[Zope] ZCatalog speed?
Stuart Woolford
stuartw@newmail.net
Tue, 14 Sep 1999 10:44:06 +1200
On Tue, 14 Sep 1999, Michel Pelletier wrote:
> Stuart Woolford wrote:
> >
>
> >
> > on my 500MHz P-II with 196MB of memory it takes:
> >
> > a - 22 minutes to create 8800 documents (smallish) in 1200 folders within zope,
> > not too fast :( but not exactly a user-interaction-limiting factor :)
>
> 7 documents per second aint too bad I don't think, it would be
> interesting to see how fast you could dump them to the filesystem.
I can produce documents to the FS around 10 times that speed, but I'm not
complaining, I think it is not too bad..
>
> > b - too long to then try to do a search based add to a zcatalog,
> > ie: netscape times out after only around 8 minutes, and the search has not
> > finished!
>
> Let me make sure we have the same terminology. 'Finding' objects into
> the catalog involves using the find tab to search recursively down from
> the catalog. 'Searching' means typing search criteria into an allready
> loaded catalog and getting results. It sounds like your talking about
> 'finding'. If it's taking 8 minutes to do a *search*, that's a bug. If
> it's finding your taking about, try increasing the sub transaction
> threshold (on the status screen) by an order of magnitude or two. This
> will cause Zope to commit sub-transactions less frequently. 1000, the
> default, is probably two low but since this is the first version of Zope
> with a catalog in it, it's not gotten any real world use. We'll
> probably jack it up to at least 10,000 for 2.1.
you are right, I'm findingdocs into the zcatalogue, not searching it (yet).
>
> > BTW, Zopes python process and postgresql take about 50% of the CPU each, and
> > there is basically zero disk thrashing during this process (although zope does
> > get up around 50MB of memory use..)
>
> Yes mass indexing is inneficient at the moment. I recently recieved
> 'Managing Gigabytes' which was recommended by someone on the list. It
> has some very cool stuff in it that we might put into the catalog to
> speed up indexing and searching (although as far as I can tell, searches
> with ZCatalog are *damn* fast), and reduce memory and object database
> consumption with slicker aglorithms and compression. It also has some
> cool stuff about wildcard/globbing searches at the expense of some extra
> memory.
I was thinking that a 50% share was not to bad for a non-native-compiled..
pretty much on target I would say.
>
> Note that the time it takes to mass index will improve as we improve the
> algorithm, but in reality indexing allways takes time.
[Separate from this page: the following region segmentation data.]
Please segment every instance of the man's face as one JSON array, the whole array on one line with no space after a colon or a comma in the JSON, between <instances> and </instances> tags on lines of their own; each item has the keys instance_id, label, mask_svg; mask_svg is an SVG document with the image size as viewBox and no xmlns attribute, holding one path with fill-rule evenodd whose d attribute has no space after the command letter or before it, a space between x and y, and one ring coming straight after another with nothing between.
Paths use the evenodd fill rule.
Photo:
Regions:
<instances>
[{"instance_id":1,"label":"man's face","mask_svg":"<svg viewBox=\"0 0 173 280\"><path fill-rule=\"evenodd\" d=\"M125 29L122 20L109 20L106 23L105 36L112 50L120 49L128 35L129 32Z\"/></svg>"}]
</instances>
Once your
> 'corpus' of documents is created, it would be much, much faster to
> incrementally index new and changed documents into the catalog then to
> mass index everything over again.
One VERY interesting think I have noticed:
around 5 minutes into the add, watching TOP on the unix system, I see that the
python process splits (it's around 11MB at this stage), than a little after I
get another postmaster (the database) process appearing, and from then on we
have a 4-way split of CPU, instead of 2-way, I don't see any reason for Zope to
split off a new process (it has no other connections while doing this) - is
this a bug perhaps?
>
> -Michel
--
------------------------------------------------------------
Stuart Woolford, stuartw@newmail.net
Unix Consultant.
Software Developer.
Supra Club of New Zealand.
------------------------------------------------------------